SMETANA: The Moldau
by Jeff Counts
THE COMPOSER – BEDRICH SMETANA (1824-1884) – If Dvorak is to be credited with bringing Czech classical music to the world, Bedrich Smetana must be acknowledged as the man who truly established it at home. These two musicians, the King and Crown Prince of a growing orchestral and operatic ethos, were not the first to write music that centered Czech language and folk tradition, but Smetana was the first to project a distinctly national voice for his people. It wasn’t always so. Born into a German-speaking household, his early professional life reflected an obsession with a Hungarian giant (Liszt) and a job in Sweden, but Smetana returned “home” to Prague for good in 1862.
THE HISTORY – Smetana was forced to step down as Principal Conductor at the Prague Theatre in 1874, thanks to that most cruel (and famous) of composer ailments – deafness. It was only partial at first, his hearing loss, but it soon became complete, and permanent. Of course, this sad fate brings Beethoven to mind. Much like that older master, Smetana continued to write music he would never be able to hear. Má Vlast (My Country) was a cycle of tone paintings composed over a period of five years from 1874 to 1879. This pictorial and historical tribute to Bohemian pride fully fixed Smetana’s legacy among his countrymen and provided the rest of us with one of the most popular orchestral works to come out of any culture. Vltava (The Moldau in German) was the second movement of the suite but is performed today most often as a free-standing concert work. The Vltava River is the longest in Czechia.
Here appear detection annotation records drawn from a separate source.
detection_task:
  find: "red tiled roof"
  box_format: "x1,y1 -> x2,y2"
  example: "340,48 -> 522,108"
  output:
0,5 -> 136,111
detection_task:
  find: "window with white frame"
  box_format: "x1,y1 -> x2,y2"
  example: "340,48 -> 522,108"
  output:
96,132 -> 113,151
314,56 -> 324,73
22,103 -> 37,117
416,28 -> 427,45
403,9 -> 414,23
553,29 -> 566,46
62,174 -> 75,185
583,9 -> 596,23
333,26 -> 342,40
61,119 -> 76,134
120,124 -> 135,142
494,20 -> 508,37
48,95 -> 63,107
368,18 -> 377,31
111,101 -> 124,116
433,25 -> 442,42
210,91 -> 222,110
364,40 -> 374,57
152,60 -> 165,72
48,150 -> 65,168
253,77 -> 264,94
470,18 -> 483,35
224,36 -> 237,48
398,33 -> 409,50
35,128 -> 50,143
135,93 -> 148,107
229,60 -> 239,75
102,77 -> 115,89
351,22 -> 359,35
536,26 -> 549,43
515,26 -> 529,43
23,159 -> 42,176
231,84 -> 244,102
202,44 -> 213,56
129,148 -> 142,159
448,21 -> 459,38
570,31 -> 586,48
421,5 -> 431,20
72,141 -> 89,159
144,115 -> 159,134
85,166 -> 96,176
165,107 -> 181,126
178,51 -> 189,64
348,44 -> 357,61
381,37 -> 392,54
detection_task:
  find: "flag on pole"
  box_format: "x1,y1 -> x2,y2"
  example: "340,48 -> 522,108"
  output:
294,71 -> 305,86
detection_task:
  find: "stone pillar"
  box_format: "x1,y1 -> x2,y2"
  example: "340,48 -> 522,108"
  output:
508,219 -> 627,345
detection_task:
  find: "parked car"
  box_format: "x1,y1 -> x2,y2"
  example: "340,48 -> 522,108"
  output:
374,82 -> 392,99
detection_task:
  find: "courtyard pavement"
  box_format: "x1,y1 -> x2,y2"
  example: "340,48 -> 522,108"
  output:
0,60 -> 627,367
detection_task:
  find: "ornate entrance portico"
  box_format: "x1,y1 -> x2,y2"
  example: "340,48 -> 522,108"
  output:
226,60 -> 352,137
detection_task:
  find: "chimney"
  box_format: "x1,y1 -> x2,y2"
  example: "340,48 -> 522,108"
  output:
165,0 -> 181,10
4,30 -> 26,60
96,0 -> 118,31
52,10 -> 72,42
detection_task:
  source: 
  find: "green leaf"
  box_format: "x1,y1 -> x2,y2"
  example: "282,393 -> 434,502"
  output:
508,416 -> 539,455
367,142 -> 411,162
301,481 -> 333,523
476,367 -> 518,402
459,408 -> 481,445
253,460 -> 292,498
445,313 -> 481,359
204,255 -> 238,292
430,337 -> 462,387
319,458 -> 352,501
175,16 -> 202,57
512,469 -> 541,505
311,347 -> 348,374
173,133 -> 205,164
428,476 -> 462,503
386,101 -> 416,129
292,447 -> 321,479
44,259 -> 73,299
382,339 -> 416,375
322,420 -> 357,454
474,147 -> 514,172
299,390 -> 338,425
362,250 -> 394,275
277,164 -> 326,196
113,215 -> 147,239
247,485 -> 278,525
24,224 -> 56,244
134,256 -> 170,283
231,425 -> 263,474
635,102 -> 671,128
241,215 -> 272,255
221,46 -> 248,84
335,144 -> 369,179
It runs on a short southwesterly course out of the Bohemian Forest before turning definitively north an eventually emptying into the Labe River (Elbe in German) several miles north of Prague. Strauss’ Blue Danube had been written during the previous decade so music about important waterways was certainly in the air when Smetana chose his subject in 1874. Unlike Strauss’ loosely poetic homage, Smetana designed his river piece as a realistic sonic boat ride. His notes to the publisher included a sketch of his proposed journey through Bohemian landscape and life. From the “two springs” the birth the Vltava in the forest, a “mighty stream” passes through a hunter’s wood, flows past a wedding feast, reflects “many a fortress and castle” and braves the “Rapids of St. John” before widening “in majestic calm” as it approaches Prague, the Vyšehrad fort and the quiet beyond. The gorgeously catchy main theme of Vltava has a slightly murky provenance, but it was quickly adopted and anthem-ized by Czech people and others throughout Europe.
THE WORLD – Elsewhere in 1874, Denmark granted Iceland a constitution and limited home rule, Far From the Madding Crowd was published by English novelist Thomas Hardy and cartoonist Thomas Nast first symbolized the American Republican Party with the image of an elephant.